L'association des producteurs d'huile d'olive, d'une part, et la Fédération agricole italienne (AIFO) et les associations de producteurs (Coldiretti-Unaprol), d'autre part, sont unies contre l'huile grecque à 4 € le litre.
« C’est une attaque financière contre l’Italie. » accusation Alberto Amoroso, Président national de l'Association italienne des moulins à huile d'olive (AIFO), ce qui rappelle comment, au cours des huit premiers mois de 2025, les arrivées d’huile d’olive extra vierge en Italie ont augmenté de 78 %, avec une forte hausse en provenance de Grèce (+139 %).

« Avec le marché libre – a déclaré Amoroso – Nous ne pouvons pas ériger de barrières, il nous faut donc parler de qualité. Dans les bouteilles d'huile que l'on trouve à des prix dérisoires dans les rayons des supermarchés, il y a de l'huile d'olive extra vierge importée, et non italienne, dont les consommateurs doivent savoir qu'elle est vendue séparément. La différence entre une huile étrangère à quatre euros et la nôtre réside dans la qualité : les consommateurs doivent rechercher et lire l'étiquette « 100 % italienne ».

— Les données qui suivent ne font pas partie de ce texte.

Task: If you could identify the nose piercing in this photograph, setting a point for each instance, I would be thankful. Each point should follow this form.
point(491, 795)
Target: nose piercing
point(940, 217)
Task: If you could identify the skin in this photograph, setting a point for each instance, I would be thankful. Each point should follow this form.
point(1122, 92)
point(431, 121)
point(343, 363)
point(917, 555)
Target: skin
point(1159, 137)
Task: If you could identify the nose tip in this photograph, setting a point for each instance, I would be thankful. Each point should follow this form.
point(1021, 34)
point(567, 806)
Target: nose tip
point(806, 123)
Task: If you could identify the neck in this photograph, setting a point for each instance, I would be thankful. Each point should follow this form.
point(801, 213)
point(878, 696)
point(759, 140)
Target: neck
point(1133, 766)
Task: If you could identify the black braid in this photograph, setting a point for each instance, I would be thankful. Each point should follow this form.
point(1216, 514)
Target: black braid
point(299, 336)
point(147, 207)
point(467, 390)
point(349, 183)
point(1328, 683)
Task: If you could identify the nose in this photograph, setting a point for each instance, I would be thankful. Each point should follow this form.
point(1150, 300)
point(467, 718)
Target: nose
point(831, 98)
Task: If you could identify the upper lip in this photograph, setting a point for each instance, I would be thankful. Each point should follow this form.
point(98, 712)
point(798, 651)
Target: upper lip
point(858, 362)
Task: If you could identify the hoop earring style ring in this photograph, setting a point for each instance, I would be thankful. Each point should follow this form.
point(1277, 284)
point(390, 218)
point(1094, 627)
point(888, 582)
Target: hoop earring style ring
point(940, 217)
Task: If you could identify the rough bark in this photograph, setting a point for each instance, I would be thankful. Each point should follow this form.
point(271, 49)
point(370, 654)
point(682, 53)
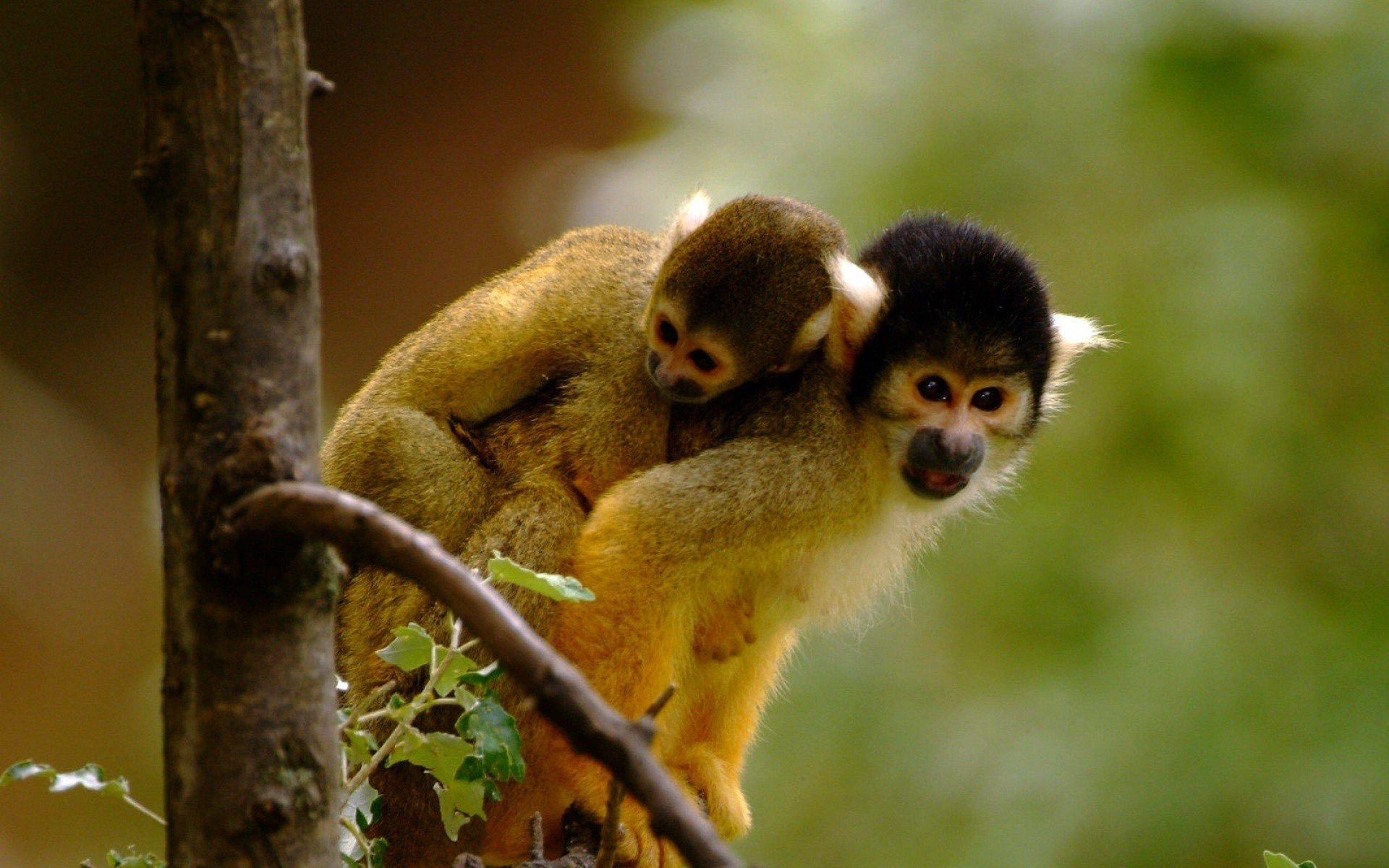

Les prix très bas de la Grèce, selon Coldiretti e Unaprol Ces pratiques font chuter les prix de l'huile d'olive italienne, qui ont atteint leur niveau le plus bas en trois ans la semaine dernière. Ce dumping nuit gravement à nos entreprises. S'inspirant de la saisie, dans les Pouilles, de 14 000 litres d'huile d'olive extra vierge sans étiquetage d'origine obligatoire, vraisemblablement en provenance de Grèce, les deux associations soulignent combien l'augmentation des importations grecques est préjudiciable à nos activités. « une véritable invasion qui a eu pour conséquence de nuire aux producteurs italiens, le prix de l'huile d'olive extra vierge nationale ayant chuté brutalement, à tel point qu'en l'espace de quelques mois, il a perdu près de trois euros le kilo, tombant sous la barre des sept euros. »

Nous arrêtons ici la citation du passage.